The ministry's budget is around USD280 million. How do you distribute it?

The budget in 2017 was about USD280 million, and it did not change much for 2018. As for its distribution, USD225 million is destined for investment in human capital and conditional economic transfers, though this is still insufficient. We have had the fortune of having sustained economic growth of 5-6%, which is great, but it is not enough. We must work on these public policies foreseeing the sustainability of the programs because it is useless to do this for two years if the economy recedes. I regret that we have been left too short in terms of infrastructure and would like to improve the service centers, but the infrastructure budget for MIDES is insufficient. However, the World Bank and Inter-American Development Bank have given MIDES a seven-year loan to equip centers for infant care technology.

What is your strategy to cooperate with other ministries on social issues?

From my own experience, I have open communication and friendship with the vast majority of the cabinet, especially those within the social branch such as the Ministry of Health, Education, Labor and Social Welfare, Environment, and Housing. In the same way, we maintain a good relationship with all other ministries.

What are the challenges for the next minister?

The political game is played through social programs, and the population has benefited from these programs, so whoever arrives will have to continue betting on equity and the distribution of wealth. The next minister has to understand that working as a team brings success. Finally, he or she cannot ignore civil society, international organizations, and the private sector; these are our allies for meeting our sustainable development objectives. Panama is showing that Agenda 2030 can be fulfilled even by 2025.

What does it mean for you that MIDES is the most beloved public institution in the country, and what would you like to achieve before leaving?
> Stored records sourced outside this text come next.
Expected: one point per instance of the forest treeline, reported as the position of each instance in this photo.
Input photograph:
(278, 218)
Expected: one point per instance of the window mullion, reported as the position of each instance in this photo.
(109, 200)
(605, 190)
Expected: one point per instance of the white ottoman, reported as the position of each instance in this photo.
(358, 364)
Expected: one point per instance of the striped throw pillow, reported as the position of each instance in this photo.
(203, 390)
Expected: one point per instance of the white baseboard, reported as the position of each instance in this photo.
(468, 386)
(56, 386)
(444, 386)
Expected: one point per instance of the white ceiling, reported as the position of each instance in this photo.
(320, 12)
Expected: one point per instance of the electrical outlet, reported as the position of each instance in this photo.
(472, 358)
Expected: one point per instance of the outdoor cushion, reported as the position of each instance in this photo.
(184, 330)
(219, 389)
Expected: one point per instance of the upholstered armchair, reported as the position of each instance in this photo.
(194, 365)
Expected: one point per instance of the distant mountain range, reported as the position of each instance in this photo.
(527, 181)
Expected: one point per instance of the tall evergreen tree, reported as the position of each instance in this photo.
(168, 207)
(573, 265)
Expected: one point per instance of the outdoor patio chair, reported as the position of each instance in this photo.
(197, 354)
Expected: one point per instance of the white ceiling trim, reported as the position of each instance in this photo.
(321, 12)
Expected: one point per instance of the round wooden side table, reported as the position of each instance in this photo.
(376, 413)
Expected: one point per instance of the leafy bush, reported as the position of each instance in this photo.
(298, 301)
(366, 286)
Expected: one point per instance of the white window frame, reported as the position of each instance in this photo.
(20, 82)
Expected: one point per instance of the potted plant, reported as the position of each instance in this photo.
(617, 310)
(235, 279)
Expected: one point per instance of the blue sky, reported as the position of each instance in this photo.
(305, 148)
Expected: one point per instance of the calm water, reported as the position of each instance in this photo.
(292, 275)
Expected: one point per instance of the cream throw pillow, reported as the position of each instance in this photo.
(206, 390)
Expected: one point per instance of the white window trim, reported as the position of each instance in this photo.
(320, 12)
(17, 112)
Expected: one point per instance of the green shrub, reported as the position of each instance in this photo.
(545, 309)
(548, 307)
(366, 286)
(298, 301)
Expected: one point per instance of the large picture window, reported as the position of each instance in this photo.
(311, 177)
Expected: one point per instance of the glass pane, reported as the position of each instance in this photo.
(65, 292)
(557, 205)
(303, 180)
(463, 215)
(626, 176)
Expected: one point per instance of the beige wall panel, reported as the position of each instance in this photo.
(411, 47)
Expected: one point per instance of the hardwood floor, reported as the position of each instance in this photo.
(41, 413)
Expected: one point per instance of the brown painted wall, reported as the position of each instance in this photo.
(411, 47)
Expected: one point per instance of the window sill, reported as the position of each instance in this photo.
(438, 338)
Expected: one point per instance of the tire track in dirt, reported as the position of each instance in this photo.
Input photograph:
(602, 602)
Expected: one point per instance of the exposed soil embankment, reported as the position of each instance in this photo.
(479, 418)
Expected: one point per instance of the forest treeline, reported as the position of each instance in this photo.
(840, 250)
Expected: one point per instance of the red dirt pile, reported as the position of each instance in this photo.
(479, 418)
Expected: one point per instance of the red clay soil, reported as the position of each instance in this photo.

We take great pride in the public opinion polls, especially since the ministry was in a poor state when we took over. I have experienced the difficulties of poverty in my own life, which is why I know that social mobility is possible. In terms of objectives, I would like to eradicate extreme poverty and help our most vulnerable populations. These things are not done overnight, but we hope that the next government will have the same vocation as ours.